INDONESIAN President Joko Widodo has brushed off accusations by critics that he is looking to create a political dynasty after a decision by his son and son-in-law to run for mayoral posts in next year's regional elections.

When Widodo was elected for his first term in 2014, the former furniture salesman and small town mayor seemed to offer a clean break from the military and political elite that had clung to power since the fall of strongman ruler Suharto in 1998.

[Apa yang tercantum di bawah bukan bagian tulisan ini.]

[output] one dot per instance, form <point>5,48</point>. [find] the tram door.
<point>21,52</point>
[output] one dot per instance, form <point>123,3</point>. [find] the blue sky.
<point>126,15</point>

Widodo, who recently started a second term, was questioned by reporters about his eldest son, Gibran Rakabuming Raka, following in his footsteps by registering to run for mayor of Solo on Java island and his son-in-law, Bobby Nasution, running for mayor in the city of Medan in Sumatra.

"That's a competition. You can win, or lose in competitions, it's up to the people with the right to choose," Widodo said on Thursday in televised comments posted on the Twitter feed of the tvOne news channel.

His son has the backing of Widodo's party, the Indonesian Democratic Party of Struggle (PDI-P), but the president said it was purely Raka's decision to run for mayor.

Family ties often run deep in Indonesian politics. The family of the country's founding father and first president, Sukarno, have remained a major force in politics.

Sukarno's daughter, Megawati Sukarnoputri, was Indonesia's fifth president and currently chairs PDI-P. Sukarnoputri's daughter, Puan Maharani, is speaker of parliament.

Aria Bima, a PDI-P politician, told Reuters that he did not see any issues with Widodo's family members running for office.

"As long as there's personal, professional and social competence with the right ideology, that's not oligarchy," he said.

Widodo became Solo´s first directly elected mayor in 2005 and was hugely popular after cleaning up the streets and public spaces with incentives and persuasion to shift thousands of illegal vendors to new facilities.

Titi Anggraini, executive director of the Association for Elections and Democracy, a electoral watchdog, said the entry of his family into politics risked tarnishing Widodo's reputation.

"Despite having no practical experience in politics or being trained properly in political parties, Raka and Nasution's bid is a sign of Widodo's family wanting to preserve its power," she said.